Much different in tone from Memphis Belle, this film is documentary footage of the concentration camps, filmed after the defeat of Germany. The intent of the film rather than to serve as propaganda, was to document as accurately as possible the atrocities of the camps, and in fact the film was shown at the Nuremberg Trials, offering damning evidence of Nazi war crimes.

As such the film isn’t constructed with any concern for cinematic or entertainment value (not that holocaust footage should be entertaining, but something like Alain ResnaisNight and Fog is obviously structured to enhance the audience experience and is replete with cinematic technique). It makes for an interesting film, though pretty boring…it sounds ghastly to say such a thing, but the footage simply exists as footage. It’s purpose is to serve as evidence and nothing more.

There’s a couple of interesting things I did notice though.
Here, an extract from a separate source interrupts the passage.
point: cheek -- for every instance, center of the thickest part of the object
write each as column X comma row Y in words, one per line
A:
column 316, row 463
The first few minutes of the film are spent reading the affidavits of several witnesses, including George Stevens and John Ford, who swear that the footage is authentic and has not been altered in anyway other than the editing of 80,000 feet of film into about 6,000. Now I’m not sure if this was a standard legal practice, or if it was done to reinforce to any doubters that yes, this did actually happen.
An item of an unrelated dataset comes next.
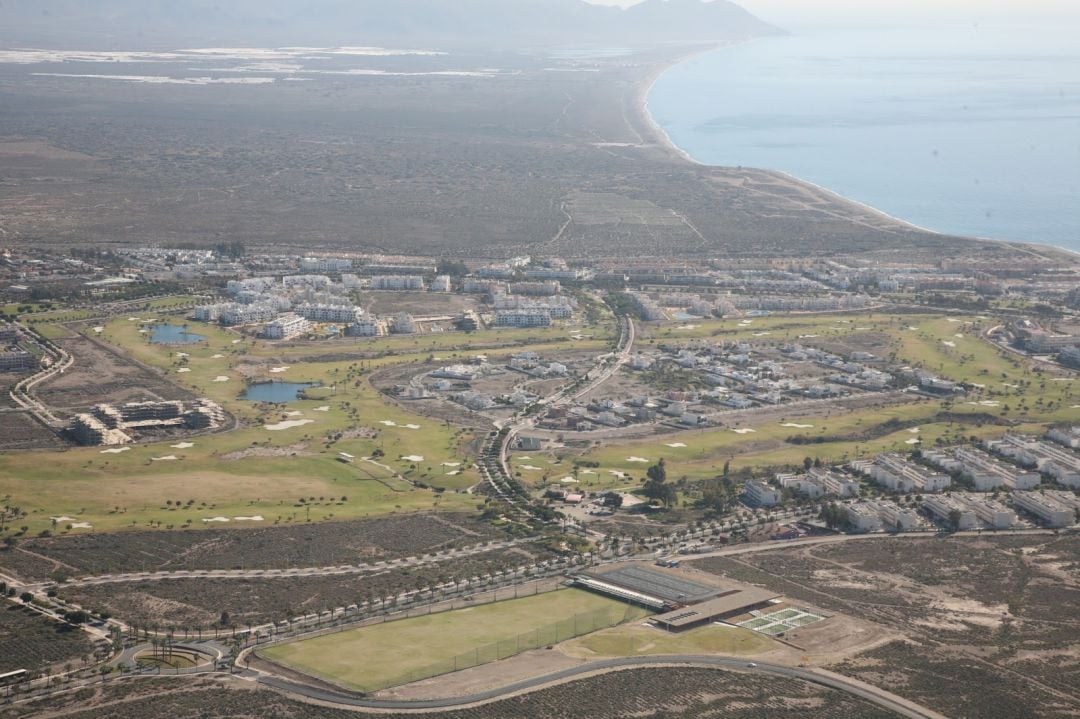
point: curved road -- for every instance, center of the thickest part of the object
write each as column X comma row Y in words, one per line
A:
column 880, row 697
Secondly there are multiple instances in the footage, of German officers, soldiers, and civilians being forced to view the piles of dead bodies and the charred remains of those long since disposed of.

A good friend of mine, the wonderfully talented comic book artist, Riley Rossmo, author of everyone’s favorite Sasquatch detective comic, Proof, and Seven Sons, a marvelous adaptation of the famed Chinese folktale of 7 Chinese Brothers, espouses a belief in what he calls “the power of shame”. It’s a doctrine that dictates that sometimes the best form of instruction and correction is to shame people by showing them how there actions are affecting others. Essentially make the person feel so bad that they won’t do it again. This can be as simple as bending over really slowly and with great difficulty to pick up someone else’s garbage, essentially forcing the litterbug to confront the error of their ways.

I realize that “the power of shame” in the context of the holocaust is perhaps a little trivial, but essentially I believe that’s what is going on in this documentary. Forcing to people to face the results of their actions is the best way to ensure contrition, awareness, understanding, and remorse. To ignore or gloss over the truth, only breeds misinformation and lies, while ensuring that justice cannot be served.